Filho de Deus, dizeis: "Não ouso ir a Deus hoje, sinto-me tão fraco." Não temais, pois Ele que nasceu em Belém disse: "A cana quebrada não quebrantará, e o pavio que fumega não apagará." "Jamais chegarei ao céu," diz outro; "jamais verei a aceitação no rosto de Deus; estou tão tentado." "Não temais, pois não tendes um sumo sacerdote que não possa compadecer-se das vossas fraquezas; pelo contrário, tendes um que, como vós, passou por todas as tentações, porém sem pecado." "Mas estou tão solitário no mundo," diz outro, "ninguém se importa comigo." Mesmo assim, há um Homem que se importa; um homem verdadeiro como vós mesmos. Além disso, Ele é vosso semelhante e não esquece o espírito solitário.

Mas ouço um pecador dizer: "Tenho medo de ir a Deus esta manhã e confessar que sou um pecador." Bem, não vades a Deus sozinho, mas ide ao membro da Trindade que é verdadeiramente Deus e que também é homem — o Deus-homem Cristo Jesus. Certamente não podeis ter medo d'Ele. Se apenas conhecêsseis Jesus, irieis a Ele imediatamente; não teríeis medo de Lhe contar vossos pecados, pois saberíeis que Ele diria: "Vai e não peques mais." "Não consigo orar," diz um; "tenho medo de orar." Que, com medo de orar, quando é um homem que vos ouve! Podereis temer o rosto de Deus, mas quando é Deus em carne humana, por que deveríeis alarmar-vos? Ide, pecador fraco, ide a Jesus.

"Sinto-me," diz alguém, "indigno de vir." Podeis ser indigno de vir a Deus, mas não podeis ser indigno de vir a Jesus. Há uma dignidade necessária para estar na presença do Santo Deus, mas não há dignidade necessária para chegar ao Senhor Jesus. Vinde como estais, culpados, perdidos e arruinados. Vinde assim como estais, e Ele vos receberá. "Oh," diz outro, "não consigo confiar." Posso compreender não ser capaz de confiar no grande Deus invisível, mas não podeis confiar naquele Filho do Homem moribundo e sangrento, que é também o Filho de Deus? "Mas não consigo ter esperança," diz outro, "de que Ele ao menos olharia para mim;" e ainda assim Ele costumava olhar para pessoas como vós. Ele recebia pecadores e comia com eles, e nem mesmo as prostitutas eram expulsas de Sua presença.
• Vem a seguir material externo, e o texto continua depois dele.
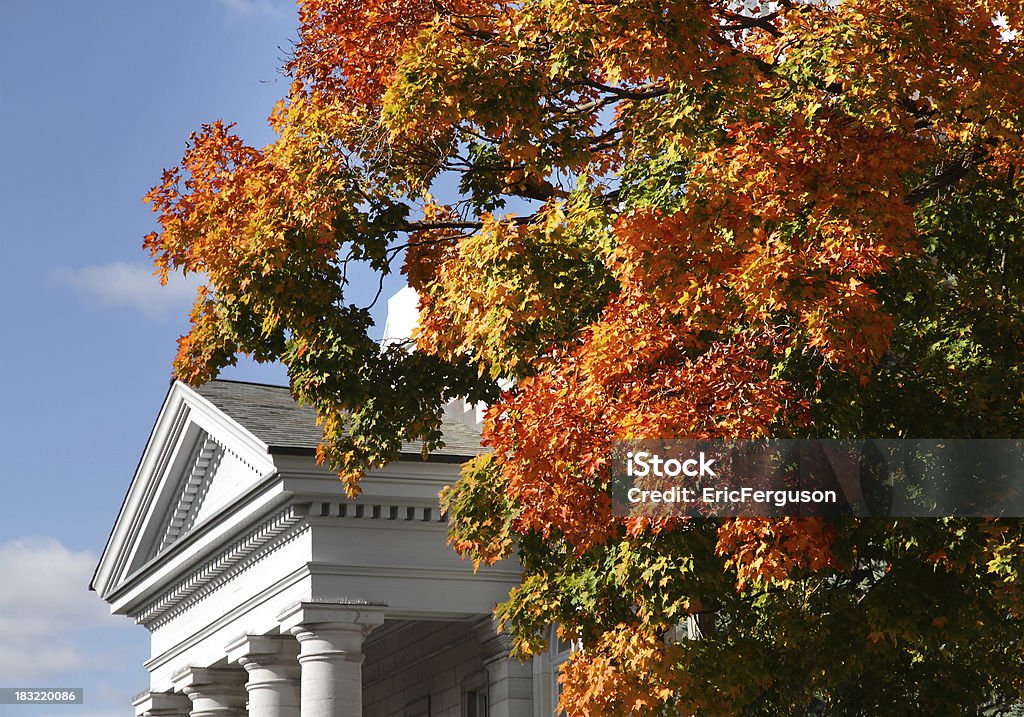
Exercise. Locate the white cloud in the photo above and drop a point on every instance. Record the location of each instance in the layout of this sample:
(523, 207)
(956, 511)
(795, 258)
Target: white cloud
(47, 614)
(251, 8)
(124, 285)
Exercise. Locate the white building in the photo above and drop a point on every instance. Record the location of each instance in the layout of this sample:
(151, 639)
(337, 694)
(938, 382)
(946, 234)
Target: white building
(266, 591)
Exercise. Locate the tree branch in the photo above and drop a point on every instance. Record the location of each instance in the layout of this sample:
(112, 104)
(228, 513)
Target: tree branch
(947, 175)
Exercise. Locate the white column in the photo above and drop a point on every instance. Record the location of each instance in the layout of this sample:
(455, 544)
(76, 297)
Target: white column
(272, 665)
(510, 681)
(331, 636)
(214, 691)
(162, 705)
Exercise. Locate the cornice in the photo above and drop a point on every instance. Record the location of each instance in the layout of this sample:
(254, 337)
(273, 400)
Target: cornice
(224, 566)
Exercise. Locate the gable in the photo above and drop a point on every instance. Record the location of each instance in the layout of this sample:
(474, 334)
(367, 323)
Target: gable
(197, 463)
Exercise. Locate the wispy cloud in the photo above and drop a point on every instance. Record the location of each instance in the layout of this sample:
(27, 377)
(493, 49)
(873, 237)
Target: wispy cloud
(251, 8)
(131, 286)
(48, 618)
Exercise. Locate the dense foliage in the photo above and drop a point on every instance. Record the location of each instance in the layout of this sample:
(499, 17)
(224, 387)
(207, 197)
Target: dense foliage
(674, 218)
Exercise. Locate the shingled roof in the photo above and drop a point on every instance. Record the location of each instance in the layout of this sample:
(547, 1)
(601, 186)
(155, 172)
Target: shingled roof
(273, 417)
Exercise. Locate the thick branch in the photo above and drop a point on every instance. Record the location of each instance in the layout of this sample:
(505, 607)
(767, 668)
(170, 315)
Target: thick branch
(948, 175)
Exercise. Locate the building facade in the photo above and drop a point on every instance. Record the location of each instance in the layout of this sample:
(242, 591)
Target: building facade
(267, 592)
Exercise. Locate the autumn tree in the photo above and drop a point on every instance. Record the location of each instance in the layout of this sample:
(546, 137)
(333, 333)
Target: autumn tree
(694, 219)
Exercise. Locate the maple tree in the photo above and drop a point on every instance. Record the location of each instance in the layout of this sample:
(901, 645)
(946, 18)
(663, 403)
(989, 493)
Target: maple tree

Oh, não temais, pois Deus tomou o homem em união consigo mesmo! Se falo com alguém que, por causa do pecado, vagou tão longe de Deus que tem até medo de pensar no nome de Deus, ainda assim, visto que Jesus Cristo é chamado "o Amigo dos pecadores," oro para que penseis n'Ele, pobre alma, como vosso amigo. E oh! Que o Espírito de Deus abra os vossos olhos cegos para ver que não há razão para continuardes afastados de Deus, exceto vossos próprios pensamentos equivocados sobre Ele! Que possais crer que Ele é capaz e está disposto a salvar a todos! Que possais compreender o Seu bom e gracioso caráter, a Sua prontidão para perdoar ofensas, iniquidade e pecado! E que as doces influências da graça vos constranjam a vir a Ele esta manhã! Que Deus conceda que Jesus Cristo venha habitar em vós, a esperança da glória; e então cantareis: "Glória a Deus nas alturas, e paz na terra, boa vontade para com os homens." Amém.